Last week, a state judge ruled that the state had no right to stop the railroad from rebuilding track near Enright. The tourist railroad, which began in 2003 on a coastal portion of the Port of Tillamook Bay Railroad, had in 2011 started rebuilding a 25-mile portion of the mountainous section of the railroad that had been heavily damaged in winter 2007 storms. After completing restoration on 20 miles of track and in the midst of work in a heavily damaged section, the railroad received an order from the state in spring 2014 telling the company to stop work and seek permits to move fill dirt. At the time work was halted, the railroad was within a mile and a half of its goal of reaching Enright, where a runaround track and a water tank are located.

The judge in the ruling said that the Interstate Commerce Commission Termination Act of 1995 gives exclusive jurisdiction to the Surface Transportation Board over all repair and restoration of railroads and that the State Of Oregon has no right to impose any state environmental or other state regulations on the railroad. The law has been upheld before, most notably in 1995 when Burlington Northern reopened the Stampede Pass line in Washington State.

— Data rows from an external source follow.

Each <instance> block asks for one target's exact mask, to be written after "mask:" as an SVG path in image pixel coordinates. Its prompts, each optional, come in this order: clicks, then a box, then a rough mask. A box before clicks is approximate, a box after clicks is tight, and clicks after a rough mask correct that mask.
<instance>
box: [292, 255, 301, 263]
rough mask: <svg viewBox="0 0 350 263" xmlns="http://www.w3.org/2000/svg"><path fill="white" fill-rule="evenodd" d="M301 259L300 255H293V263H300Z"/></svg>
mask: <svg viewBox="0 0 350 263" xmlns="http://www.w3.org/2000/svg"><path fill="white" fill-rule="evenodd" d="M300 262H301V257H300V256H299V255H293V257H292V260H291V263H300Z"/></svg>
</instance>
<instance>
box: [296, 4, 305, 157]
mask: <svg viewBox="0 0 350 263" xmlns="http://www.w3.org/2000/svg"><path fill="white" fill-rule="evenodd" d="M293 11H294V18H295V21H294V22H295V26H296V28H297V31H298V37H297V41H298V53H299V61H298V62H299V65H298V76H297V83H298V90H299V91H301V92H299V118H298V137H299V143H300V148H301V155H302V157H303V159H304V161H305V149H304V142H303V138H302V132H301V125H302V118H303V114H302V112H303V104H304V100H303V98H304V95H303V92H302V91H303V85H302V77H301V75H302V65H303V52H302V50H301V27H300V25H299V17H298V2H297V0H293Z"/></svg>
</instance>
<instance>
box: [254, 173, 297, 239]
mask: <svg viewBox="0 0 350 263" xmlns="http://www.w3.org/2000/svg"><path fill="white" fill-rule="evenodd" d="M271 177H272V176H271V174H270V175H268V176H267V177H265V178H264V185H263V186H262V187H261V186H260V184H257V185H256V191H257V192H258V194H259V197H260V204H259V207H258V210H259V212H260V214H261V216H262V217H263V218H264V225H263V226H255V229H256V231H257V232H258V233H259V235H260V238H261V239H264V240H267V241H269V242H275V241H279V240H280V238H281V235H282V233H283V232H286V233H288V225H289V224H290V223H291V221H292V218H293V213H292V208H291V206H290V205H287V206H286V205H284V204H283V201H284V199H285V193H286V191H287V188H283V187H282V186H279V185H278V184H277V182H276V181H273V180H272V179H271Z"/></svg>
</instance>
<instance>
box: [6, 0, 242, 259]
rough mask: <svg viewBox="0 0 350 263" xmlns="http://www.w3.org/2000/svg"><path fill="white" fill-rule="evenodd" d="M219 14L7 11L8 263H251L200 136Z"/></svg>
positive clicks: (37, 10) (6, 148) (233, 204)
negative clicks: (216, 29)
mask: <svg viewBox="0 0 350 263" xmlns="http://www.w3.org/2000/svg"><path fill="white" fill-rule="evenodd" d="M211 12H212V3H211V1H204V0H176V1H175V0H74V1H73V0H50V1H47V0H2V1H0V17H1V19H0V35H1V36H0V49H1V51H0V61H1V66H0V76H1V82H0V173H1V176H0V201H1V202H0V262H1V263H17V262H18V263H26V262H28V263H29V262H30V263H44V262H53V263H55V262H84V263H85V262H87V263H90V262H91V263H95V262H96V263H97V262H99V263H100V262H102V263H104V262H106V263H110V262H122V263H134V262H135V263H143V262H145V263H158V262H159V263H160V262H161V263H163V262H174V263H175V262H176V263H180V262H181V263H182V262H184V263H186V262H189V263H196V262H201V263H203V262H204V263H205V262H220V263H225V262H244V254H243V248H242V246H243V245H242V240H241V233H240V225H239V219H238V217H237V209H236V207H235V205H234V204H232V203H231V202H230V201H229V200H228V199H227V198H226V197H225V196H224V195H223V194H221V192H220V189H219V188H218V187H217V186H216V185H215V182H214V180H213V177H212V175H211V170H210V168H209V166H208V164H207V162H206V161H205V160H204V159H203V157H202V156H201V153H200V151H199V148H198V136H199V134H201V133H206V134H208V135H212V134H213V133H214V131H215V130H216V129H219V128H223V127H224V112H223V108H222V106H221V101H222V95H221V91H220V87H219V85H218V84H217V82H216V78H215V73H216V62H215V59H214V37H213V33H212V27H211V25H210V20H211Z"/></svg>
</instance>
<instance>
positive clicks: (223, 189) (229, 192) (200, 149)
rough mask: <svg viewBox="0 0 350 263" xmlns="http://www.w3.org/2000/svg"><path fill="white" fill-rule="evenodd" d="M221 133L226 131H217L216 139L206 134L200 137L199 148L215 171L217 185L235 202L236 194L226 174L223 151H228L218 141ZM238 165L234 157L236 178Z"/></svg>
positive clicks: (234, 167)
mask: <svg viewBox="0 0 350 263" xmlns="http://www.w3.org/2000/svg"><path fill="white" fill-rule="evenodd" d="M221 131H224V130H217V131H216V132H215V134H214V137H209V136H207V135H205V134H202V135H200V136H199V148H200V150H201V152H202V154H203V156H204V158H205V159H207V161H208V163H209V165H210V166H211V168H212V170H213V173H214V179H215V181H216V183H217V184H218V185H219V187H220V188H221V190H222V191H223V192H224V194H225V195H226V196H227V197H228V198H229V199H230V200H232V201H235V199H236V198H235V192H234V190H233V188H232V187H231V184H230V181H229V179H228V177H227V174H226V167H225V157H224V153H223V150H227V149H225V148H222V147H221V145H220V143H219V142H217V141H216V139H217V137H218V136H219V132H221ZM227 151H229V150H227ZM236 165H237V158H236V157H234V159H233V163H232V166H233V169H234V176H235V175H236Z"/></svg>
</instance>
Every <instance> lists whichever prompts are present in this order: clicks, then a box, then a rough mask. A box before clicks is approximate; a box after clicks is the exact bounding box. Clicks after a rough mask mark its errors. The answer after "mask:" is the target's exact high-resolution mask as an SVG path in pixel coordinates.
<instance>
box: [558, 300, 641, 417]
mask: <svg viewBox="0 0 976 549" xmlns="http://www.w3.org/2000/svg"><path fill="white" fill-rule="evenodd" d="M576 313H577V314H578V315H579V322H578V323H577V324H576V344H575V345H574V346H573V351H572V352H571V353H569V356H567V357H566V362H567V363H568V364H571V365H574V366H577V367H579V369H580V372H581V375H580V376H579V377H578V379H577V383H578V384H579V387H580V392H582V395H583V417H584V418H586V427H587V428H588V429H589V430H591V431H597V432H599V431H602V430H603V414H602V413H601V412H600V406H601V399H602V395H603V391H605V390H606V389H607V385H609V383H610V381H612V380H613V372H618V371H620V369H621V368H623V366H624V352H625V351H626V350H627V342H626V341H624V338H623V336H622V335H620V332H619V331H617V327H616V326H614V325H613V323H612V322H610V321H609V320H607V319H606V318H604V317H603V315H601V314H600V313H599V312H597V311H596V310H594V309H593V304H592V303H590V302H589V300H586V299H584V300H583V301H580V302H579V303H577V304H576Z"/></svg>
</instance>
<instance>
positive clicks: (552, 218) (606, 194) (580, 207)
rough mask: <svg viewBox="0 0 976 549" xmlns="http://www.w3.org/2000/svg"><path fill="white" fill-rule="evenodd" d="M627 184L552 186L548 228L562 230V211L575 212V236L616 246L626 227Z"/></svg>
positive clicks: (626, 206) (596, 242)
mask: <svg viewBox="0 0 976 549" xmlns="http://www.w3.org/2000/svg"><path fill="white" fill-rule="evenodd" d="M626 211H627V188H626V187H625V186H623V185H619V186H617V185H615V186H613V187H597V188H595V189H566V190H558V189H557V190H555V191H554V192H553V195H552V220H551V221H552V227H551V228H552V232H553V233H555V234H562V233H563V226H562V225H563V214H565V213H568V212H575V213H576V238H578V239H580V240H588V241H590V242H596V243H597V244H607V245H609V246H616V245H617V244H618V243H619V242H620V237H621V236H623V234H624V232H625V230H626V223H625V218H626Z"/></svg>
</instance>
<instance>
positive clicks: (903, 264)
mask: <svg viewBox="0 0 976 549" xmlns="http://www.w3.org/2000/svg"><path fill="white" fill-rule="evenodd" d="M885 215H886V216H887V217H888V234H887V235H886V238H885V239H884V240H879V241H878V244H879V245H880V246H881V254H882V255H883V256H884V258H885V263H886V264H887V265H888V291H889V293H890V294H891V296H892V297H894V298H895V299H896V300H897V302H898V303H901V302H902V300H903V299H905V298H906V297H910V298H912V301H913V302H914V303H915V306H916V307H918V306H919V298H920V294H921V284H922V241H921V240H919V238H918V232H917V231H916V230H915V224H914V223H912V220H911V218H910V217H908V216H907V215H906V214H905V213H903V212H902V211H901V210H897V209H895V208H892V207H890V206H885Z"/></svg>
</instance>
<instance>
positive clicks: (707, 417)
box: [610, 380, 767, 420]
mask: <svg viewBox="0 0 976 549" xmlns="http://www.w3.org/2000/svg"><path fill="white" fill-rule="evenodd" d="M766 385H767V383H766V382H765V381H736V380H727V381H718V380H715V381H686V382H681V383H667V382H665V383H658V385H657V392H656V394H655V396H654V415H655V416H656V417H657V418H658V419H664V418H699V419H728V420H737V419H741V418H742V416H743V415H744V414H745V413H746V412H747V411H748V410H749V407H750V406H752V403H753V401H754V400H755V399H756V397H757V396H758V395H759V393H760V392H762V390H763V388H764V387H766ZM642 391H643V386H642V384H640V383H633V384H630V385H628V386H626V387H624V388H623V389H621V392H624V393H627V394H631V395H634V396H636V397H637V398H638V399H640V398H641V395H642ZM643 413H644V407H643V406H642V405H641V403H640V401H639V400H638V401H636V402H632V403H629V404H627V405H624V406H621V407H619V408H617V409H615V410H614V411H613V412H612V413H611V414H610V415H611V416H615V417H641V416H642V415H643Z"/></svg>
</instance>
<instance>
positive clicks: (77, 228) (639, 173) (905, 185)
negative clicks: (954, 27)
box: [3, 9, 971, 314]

“The United States Constitution gives Congress the right to preempt certain state laws in order to accomplish interstate commerce. Only the Federal government may regulate the construction and repair of railroads in the U.S.,” Oregon Coast Scenic attorney Martin E. Hansen tells Trains News Wire. “It was David and Goliath all over again, and this time David won.”

The state may try and appeal the State judge’s ruling, which will affect when construction will resume.

Oregon Coast Scenic operates a two-truck Heisler, No. 2, and former McCloud River Railway 2-6-2 No. 25.